Question

Find the number of ways of arranging the letters of the word INDEPENDENCE.

Answer 1

Hint: We first try to explain the general formula where we find the arrangement of n things out of which p things are one a kind, q things are other of a kind and the rest are unique as $\dfrac{n!}{p!\times q!}$. For our given problem we find an arrangement of 12 letters out of which 3 As are similar, 2 Bs are similar and 1 C is unique. We put the values to find the solution.

Complete step by step answer:
We have to arrange the letters of the word INDEPENDENCE. So, in total there are 12 letters.
Out of those 12 letters there are 3 N’s, 4 E’s, 2 D’s. Also, there is one each for I, P and C.
Now the formula of arranging n things out of which p things are one a kind, q things are other of a kind and the rest are unique is $\dfrac{n!}{p!\times q!}$.
We apply the same formula for our given problem.
Therefore, the number of arrangements will be $\dfrac{12!}{3!\times 4!\times 2!}=\dfrac{479001600}{288}=1663200$.
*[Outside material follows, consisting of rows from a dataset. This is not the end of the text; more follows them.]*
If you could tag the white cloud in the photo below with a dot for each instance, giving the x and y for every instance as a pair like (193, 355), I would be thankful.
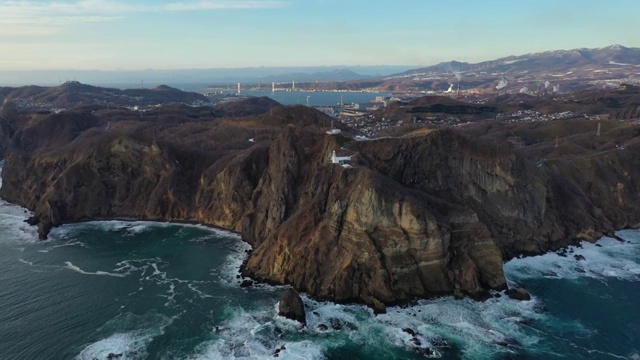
(50, 17)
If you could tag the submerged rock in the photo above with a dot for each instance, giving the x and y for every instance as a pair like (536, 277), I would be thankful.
(246, 283)
(518, 294)
(292, 307)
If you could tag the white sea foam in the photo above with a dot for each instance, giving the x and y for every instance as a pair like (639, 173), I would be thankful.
(129, 346)
(72, 267)
(128, 334)
(256, 335)
(608, 258)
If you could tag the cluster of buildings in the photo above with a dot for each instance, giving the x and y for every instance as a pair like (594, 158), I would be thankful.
(530, 116)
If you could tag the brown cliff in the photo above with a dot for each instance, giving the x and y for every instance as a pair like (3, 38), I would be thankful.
(412, 217)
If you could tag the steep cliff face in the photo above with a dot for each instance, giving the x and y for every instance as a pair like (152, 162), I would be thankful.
(414, 217)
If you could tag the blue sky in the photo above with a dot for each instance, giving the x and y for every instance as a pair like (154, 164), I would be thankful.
(184, 34)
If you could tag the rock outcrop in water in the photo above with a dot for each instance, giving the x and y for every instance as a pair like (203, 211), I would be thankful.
(292, 307)
(412, 217)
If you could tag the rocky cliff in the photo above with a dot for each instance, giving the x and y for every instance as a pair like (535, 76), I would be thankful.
(410, 217)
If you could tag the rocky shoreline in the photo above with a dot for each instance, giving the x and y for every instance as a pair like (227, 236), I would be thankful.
(412, 217)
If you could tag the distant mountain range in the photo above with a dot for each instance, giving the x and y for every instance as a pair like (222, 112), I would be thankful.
(546, 72)
(548, 61)
(187, 78)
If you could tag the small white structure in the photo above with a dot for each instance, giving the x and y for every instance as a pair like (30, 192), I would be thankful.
(339, 159)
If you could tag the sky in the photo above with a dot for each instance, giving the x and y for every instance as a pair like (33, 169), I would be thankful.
(200, 34)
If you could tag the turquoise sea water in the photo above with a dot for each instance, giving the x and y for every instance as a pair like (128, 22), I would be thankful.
(170, 291)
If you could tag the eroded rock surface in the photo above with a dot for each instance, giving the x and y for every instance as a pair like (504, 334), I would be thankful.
(413, 217)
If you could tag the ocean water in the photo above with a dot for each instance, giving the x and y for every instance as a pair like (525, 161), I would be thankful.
(170, 291)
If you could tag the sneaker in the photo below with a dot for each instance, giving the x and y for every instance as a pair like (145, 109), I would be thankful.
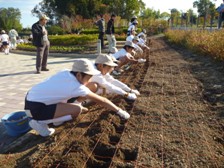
(42, 129)
(116, 72)
(140, 60)
(127, 67)
(57, 123)
(44, 69)
(123, 114)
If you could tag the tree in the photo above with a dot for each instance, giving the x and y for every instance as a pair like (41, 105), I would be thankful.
(204, 7)
(10, 18)
(88, 8)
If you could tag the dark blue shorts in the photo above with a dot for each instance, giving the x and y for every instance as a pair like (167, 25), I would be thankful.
(40, 111)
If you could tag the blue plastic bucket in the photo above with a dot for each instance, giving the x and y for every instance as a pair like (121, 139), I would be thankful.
(16, 123)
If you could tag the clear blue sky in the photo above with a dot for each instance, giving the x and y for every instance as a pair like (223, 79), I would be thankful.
(25, 7)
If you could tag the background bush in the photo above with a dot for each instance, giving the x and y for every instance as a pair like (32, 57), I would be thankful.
(202, 41)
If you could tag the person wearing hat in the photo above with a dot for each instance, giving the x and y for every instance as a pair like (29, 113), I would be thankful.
(124, 56)
(13, 34)
(135, 40)
(110, 32)
(132, 27)
(47, 102)
(40, 40)
(4, 38)
(132, 20)
(106, 83)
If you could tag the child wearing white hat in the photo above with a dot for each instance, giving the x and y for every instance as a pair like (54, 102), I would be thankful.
(47, 102)
(106, 83)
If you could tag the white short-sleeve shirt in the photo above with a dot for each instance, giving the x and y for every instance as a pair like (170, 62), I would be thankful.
(121, 53)
(58, 88)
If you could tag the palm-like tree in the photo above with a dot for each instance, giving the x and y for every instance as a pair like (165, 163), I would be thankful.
(204, 7)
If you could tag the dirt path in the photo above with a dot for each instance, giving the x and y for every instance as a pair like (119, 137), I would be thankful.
(176, 122)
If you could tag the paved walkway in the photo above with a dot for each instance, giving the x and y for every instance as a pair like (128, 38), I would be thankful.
(17, 76)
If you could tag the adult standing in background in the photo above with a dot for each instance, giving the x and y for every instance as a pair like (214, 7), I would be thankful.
(13, 37)
(4, 38)
(40, 40)
(101, 25)
(110, 33)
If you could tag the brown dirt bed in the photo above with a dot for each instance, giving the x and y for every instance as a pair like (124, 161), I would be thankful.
(176, 122)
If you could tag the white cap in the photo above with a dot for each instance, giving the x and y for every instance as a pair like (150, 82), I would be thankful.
(85, 66)
(43, 17)
(105, 59)
(130, 44)
(114, 50)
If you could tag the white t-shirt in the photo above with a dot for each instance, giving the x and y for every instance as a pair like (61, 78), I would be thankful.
(4, 38)
(130, 38)
(131, 28)
(58, 88)
(121, 53)
(110, 84)
(137, 48)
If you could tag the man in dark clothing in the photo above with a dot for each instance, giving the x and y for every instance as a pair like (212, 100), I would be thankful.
(101, 24)
(40, 40)
(110, 33)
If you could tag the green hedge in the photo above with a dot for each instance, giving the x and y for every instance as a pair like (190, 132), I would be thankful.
(67, 40)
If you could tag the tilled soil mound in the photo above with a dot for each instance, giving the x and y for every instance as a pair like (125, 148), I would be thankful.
(177, 121)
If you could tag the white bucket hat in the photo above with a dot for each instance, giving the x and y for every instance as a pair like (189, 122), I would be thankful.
(136, 38)
(130, 44)
(114, 50)
(105, 59)
(85, 66)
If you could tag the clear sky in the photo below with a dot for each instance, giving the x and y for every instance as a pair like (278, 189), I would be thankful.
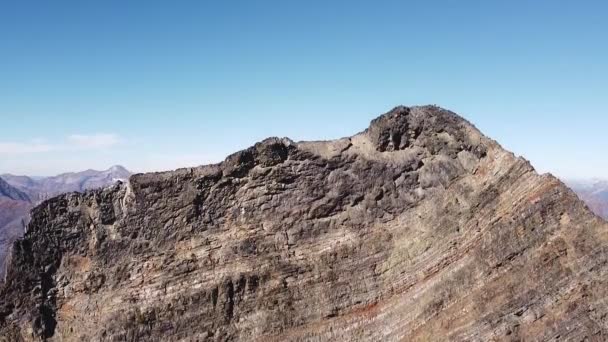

Note: There are some constraints in the form of ${}^{n}{{C}_{r}}=\dfrac{n!}{r!\times \left( n-r \right)!}$. The general conditions are $n\ge r\ge 0;n\ne 0$. Also, we need to remember the fact that the notion of choosing r objects out of n objects is exactly equal to the notion of choosing $\left( n-r \right)$ objects out of n objects. The mathematical expression is ${}^{n}{{C}_{r}}=\dfrac{n!}{r!\times \left( n-r \right)!}={}^{n}{{C}_{n-r}}$.